BAB 30

62.6K 2.7K 275
                                        

*****

Siang ini terpaksa aku harus absen menjaganya yang tak kunjung menunjukkan perubahan signifikan semenjak dinyatakan kritis. Rapat bersama beberapa dewan direksi guna membahas masalah proyek merger dengan salah satu perusahaan Singapura membuatku harus terjebak di dalam ruangan yang sebenarnya membuatku tak tenang. Bahkan saat tiba giliranku harus maju menyampaikan beberapa laporan yang sudah disusun rapi oleh Dewo selama kunjungan kami ke Singapura, membuat konsentrasiku terpecah belah antara pekerjaan dengan kondisi kesehatannya.

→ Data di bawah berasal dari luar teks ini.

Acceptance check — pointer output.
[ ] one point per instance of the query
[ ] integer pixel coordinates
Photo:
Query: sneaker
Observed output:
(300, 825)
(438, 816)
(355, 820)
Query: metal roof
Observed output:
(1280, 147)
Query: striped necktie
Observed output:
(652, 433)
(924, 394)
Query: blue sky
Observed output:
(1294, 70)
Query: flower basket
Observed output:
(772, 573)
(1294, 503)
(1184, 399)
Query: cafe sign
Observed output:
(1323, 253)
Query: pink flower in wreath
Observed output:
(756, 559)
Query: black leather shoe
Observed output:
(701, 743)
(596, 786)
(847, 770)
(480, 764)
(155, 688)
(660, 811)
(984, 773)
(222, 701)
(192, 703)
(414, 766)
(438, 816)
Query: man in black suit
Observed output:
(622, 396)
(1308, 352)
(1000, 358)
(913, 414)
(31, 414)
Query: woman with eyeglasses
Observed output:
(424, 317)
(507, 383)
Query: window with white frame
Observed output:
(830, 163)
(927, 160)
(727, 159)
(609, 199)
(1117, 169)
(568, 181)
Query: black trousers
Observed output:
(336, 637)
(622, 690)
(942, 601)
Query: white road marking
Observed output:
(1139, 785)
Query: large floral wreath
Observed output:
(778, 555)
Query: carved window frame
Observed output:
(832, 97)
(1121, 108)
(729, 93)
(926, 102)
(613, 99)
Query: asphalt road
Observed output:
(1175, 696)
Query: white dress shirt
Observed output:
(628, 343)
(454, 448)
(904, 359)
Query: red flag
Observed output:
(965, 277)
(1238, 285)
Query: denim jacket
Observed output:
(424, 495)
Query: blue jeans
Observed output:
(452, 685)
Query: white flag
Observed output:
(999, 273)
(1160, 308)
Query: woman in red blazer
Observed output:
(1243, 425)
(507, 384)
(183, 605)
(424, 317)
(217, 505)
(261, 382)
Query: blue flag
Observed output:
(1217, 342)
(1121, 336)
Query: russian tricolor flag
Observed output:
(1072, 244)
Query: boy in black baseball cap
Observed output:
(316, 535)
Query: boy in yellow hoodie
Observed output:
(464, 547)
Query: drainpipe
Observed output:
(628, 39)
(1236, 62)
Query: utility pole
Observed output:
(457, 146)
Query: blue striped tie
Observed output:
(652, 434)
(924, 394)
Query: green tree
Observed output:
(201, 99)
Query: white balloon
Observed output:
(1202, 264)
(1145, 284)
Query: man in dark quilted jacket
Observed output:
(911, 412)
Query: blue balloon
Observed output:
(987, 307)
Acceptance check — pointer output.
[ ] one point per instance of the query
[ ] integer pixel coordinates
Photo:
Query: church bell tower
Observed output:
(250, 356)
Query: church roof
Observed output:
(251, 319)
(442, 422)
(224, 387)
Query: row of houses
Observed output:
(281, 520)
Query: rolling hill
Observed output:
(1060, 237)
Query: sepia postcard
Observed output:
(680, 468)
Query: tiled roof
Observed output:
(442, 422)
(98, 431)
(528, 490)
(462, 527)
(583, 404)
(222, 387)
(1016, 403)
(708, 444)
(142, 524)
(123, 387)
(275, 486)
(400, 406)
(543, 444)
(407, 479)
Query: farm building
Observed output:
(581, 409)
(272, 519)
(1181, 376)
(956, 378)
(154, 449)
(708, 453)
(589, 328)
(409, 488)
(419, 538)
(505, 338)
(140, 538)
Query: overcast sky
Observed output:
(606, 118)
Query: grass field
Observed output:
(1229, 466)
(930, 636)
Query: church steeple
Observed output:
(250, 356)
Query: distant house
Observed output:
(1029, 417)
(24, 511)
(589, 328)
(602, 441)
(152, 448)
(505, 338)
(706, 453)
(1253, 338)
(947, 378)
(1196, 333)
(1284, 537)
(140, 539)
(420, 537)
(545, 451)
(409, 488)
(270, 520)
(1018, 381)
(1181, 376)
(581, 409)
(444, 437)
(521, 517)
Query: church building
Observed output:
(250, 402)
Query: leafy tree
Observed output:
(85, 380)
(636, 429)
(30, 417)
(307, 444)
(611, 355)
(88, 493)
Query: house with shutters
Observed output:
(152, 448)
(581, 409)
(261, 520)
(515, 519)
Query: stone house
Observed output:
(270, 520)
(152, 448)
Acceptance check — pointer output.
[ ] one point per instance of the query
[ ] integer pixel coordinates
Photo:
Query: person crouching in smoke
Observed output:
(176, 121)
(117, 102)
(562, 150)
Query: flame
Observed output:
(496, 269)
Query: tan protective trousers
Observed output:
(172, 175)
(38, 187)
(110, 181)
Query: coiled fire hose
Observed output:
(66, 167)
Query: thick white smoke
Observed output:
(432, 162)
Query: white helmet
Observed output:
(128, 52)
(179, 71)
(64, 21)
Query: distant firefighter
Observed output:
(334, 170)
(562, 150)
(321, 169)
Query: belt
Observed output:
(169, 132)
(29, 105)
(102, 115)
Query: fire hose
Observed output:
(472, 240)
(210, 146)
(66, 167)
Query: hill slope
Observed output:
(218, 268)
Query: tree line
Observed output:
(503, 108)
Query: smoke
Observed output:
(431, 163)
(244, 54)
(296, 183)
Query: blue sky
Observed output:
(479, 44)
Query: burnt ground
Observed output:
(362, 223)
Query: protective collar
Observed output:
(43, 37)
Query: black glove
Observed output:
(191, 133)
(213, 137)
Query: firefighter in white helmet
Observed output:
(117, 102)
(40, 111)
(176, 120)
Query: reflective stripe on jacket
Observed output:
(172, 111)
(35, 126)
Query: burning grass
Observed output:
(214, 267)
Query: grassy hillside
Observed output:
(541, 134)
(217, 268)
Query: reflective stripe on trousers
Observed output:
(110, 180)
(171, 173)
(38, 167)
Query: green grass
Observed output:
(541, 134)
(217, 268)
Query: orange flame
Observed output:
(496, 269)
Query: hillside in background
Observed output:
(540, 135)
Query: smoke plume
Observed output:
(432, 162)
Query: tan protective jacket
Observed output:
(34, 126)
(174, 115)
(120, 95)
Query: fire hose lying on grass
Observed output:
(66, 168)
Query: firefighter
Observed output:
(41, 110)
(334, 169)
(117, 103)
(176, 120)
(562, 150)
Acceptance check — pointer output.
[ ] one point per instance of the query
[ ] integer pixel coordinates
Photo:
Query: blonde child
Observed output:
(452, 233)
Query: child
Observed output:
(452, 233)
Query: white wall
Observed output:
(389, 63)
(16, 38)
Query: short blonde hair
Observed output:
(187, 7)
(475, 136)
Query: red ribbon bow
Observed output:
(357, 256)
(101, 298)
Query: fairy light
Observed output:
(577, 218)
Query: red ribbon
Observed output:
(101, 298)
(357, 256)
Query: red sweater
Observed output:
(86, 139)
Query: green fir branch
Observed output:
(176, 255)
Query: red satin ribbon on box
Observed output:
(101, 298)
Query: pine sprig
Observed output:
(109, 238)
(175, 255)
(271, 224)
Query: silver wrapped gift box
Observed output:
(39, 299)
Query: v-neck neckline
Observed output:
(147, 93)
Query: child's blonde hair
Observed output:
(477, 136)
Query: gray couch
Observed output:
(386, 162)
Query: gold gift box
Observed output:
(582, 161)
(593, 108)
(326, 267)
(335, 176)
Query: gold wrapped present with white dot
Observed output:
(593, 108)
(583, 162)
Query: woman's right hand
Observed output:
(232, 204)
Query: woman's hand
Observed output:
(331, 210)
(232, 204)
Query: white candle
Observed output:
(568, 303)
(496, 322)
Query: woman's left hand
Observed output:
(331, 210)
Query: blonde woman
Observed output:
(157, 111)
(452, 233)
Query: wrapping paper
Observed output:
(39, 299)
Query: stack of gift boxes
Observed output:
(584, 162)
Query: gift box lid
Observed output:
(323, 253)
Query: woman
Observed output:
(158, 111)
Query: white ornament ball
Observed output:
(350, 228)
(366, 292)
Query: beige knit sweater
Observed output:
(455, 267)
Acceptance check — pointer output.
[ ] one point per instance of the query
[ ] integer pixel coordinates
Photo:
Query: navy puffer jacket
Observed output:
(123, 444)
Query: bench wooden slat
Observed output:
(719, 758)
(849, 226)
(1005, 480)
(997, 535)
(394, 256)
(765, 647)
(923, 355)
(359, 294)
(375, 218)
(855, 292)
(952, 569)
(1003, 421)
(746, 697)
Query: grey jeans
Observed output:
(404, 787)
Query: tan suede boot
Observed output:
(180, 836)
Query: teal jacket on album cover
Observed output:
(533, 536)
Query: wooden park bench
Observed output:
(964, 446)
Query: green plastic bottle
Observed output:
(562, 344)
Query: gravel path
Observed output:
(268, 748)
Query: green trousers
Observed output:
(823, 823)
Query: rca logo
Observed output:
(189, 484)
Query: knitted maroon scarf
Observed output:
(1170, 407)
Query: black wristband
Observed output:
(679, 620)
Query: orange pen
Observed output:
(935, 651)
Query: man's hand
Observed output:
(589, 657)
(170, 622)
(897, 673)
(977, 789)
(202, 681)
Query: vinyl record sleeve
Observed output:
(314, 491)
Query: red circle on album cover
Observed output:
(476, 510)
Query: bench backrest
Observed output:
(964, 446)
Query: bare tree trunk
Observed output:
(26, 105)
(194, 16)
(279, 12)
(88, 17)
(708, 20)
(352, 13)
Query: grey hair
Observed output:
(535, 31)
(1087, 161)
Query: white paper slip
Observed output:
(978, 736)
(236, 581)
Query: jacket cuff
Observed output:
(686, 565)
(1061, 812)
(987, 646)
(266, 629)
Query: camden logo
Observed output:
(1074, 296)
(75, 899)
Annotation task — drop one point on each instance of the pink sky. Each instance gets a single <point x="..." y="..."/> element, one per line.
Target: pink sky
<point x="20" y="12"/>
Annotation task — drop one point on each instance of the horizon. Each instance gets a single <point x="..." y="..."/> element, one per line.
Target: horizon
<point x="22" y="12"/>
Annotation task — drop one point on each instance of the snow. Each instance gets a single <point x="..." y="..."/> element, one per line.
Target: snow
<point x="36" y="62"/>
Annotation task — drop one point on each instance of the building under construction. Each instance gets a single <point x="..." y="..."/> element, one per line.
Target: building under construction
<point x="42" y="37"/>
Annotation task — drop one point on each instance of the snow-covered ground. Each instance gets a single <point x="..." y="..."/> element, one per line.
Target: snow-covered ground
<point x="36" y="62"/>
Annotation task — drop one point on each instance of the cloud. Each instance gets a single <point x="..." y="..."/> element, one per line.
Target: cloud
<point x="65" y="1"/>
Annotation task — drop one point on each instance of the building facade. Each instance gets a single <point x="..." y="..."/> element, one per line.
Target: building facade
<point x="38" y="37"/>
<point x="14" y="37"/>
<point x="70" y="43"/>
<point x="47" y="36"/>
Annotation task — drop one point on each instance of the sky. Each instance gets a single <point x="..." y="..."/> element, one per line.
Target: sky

Untung saja rapat sudah selesai satu jam lalu dengan semua agendanya berjalan lancar. Dan kini aku tengah duduk di meja kerjaku sambil mengamati beberapa lembar foto laknat yang membuat gelegak darahku naik sampai ke ubun-ubun. Aku tak tahu siapa photographer yang pandai sekali mengambil posisi ajaib seperti ini seolah-olah aku dan Liana bagaikan sepasang kekasih yang tengah menikmati kencan malam yang begitu romantis. Setelah pencarian beberapa kali, akhirnya aku menemukan sepuluh lembar benda laknat tersebut di dalam buku gambar desainnya yang disorokkan ke dalam laci meja di ruangan kerjanya yang terletak di lantai bawah.

Memang benar malam itu kami berdiri di depan salah satu hotel di Singapura. Tapi bukan hanya kami berdua. Ada Tante Asri dan Haruka yang turut serta karena kami pergi berempat. Tapi keterangan yang tertera di belakang foto, semakin menguatkan asumsiku kalau ada dalang di balik semua rentetan kejadian yang menimpa Iris. Aku harus segera bertindak. Mencari tahu siapa si Pengirim foto tersebut untuk membuat perhitungan dengannya. Oke! Bukannya aku mencari kambing hitam. Aku tak menampik kalau ada andilku juga dalam kejadian ini. Ketidak jujurankulah yang menjadi awal mula petaka yang menimpanya. Tapi aku tak boleh terlalu larut dalam euforia rasa bersalah itu tanpa tindakan sebagai penebusan kesalahanku, bukan? Seperti apapun kelak penolakannya terhadapku ketika sudah sadar, aku tak akan mundur lagi dan mengulangi kebodohanku untuk yang kedua kalinya setelah dulu membiarkannya pergi begitu saja.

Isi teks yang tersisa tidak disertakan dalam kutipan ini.